Madonna, 1894 by Edvard Munch
Originally called Loving Woman, this picture can be taken to symbolize what Munch considered the essential acts of the female life cycle: sexual intercourse, causing fertilization, procreation and death. Evidence for the first is in the picture itself, an intensified, spiritualized variation in the nude of the 'mating' pose, the woman depicted as though recumbent beneath her lover. The ethereal beauty of her face was said to resemble both Dagny Przybyszewska and her sister Ragnhild Backstrom. Procreation was implied by the decoration of the original frame, later discarded, on which were painted drops of semen and an embryo. That Munch associated the image with death is clear from his own comments on the picture, in which he sees it as representing the eternal cyclical process of generation and decay in nature.

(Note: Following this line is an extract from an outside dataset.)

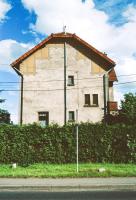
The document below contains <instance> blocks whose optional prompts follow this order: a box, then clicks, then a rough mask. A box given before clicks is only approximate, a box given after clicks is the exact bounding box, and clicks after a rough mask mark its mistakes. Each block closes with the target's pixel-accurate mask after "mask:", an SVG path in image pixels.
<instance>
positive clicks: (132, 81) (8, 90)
mask: <svg viewBox="0 0 136 200" xmlns="http://www.w3.org/2000/svg"><path fill="white" fill-rule="evenodd" d="M130 83H136V81H130V82H122V83H118V84H115V85H122V84H130ZM89 88H95V89H96V88H103V85H95V86H90V87H82V88H80V87H73V88H67V90H77V89H89ZM0 90H1V91H3V92H4V91H18V92H19V91H21V90H20V89H0ZM59 90H64V88H56V89H48V90H47V89H46V90H44V89H24V90H23V91H27V92H42V91H43V92H44V91H47V92H48V91H59Z"/></svg>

He continually connected love with death: for the man, because it eviscerated him, for the woman, because, following Schopenhauer, he appears to have thought her function ended with child-bearing.

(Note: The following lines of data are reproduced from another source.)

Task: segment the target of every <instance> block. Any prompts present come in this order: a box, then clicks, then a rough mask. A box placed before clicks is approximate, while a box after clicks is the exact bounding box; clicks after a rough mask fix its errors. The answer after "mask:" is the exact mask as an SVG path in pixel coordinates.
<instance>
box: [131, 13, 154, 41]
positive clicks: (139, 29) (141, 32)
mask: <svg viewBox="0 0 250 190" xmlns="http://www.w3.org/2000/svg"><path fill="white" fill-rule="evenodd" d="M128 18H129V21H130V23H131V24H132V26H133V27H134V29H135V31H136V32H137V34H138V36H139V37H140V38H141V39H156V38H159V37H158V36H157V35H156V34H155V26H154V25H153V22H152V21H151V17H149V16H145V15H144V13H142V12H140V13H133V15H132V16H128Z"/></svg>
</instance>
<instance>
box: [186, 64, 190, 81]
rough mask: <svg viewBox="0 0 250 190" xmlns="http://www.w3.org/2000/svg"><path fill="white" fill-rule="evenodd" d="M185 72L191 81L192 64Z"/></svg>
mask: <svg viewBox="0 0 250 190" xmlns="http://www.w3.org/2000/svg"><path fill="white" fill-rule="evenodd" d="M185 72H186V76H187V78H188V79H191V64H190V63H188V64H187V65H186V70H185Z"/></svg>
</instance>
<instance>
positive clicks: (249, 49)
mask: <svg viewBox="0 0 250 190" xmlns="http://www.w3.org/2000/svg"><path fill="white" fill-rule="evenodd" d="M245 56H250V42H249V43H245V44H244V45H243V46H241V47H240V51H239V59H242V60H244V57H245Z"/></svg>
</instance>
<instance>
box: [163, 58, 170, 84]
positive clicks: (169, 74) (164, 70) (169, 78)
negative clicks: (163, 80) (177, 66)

To call the picture Madonna is not in-appropriate if the word is understood metaphorically, for Munch, unable to accept Christianity or a personal god, regarded the continuous generation and metamorphosis of life in a religious light, subsuming its spiritual as well as its material components. The blood-red halo around the woman's head could be considered the spiritual counterpart to the touches of red on her lips, nipples and navel. She seems to float within curing bands of colored light suggestive of art nouveau. Far from deforming her, however, they look like a supernatural emanation, possibly deriving from the spiritualist notion of an aura, surrounding all individuals but only visible to mediums.

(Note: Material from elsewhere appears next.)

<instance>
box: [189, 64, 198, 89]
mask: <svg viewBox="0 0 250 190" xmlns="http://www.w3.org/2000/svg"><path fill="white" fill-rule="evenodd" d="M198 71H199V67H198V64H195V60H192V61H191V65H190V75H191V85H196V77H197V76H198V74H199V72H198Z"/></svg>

Like many other modern artists, during his entire career, Munch likes to insistently works and reworks each idea. For example, The Scream exists in three different version, and Munch left at least five versions of Madonna. Even with different themes and variations, Munch's works always represent a fixation on subject matter, and over time they become elements in a series with a life of its own. From Claude Monet in his pursuit of natural light until his technique all but effaced the subject of his Water Lilies, from Piet Mondrian's grid series to Jackson Pollock's bare numeric titles that somehow include both One and Number One, Modernism found in series at once a point of origin and a free play that cannot cease.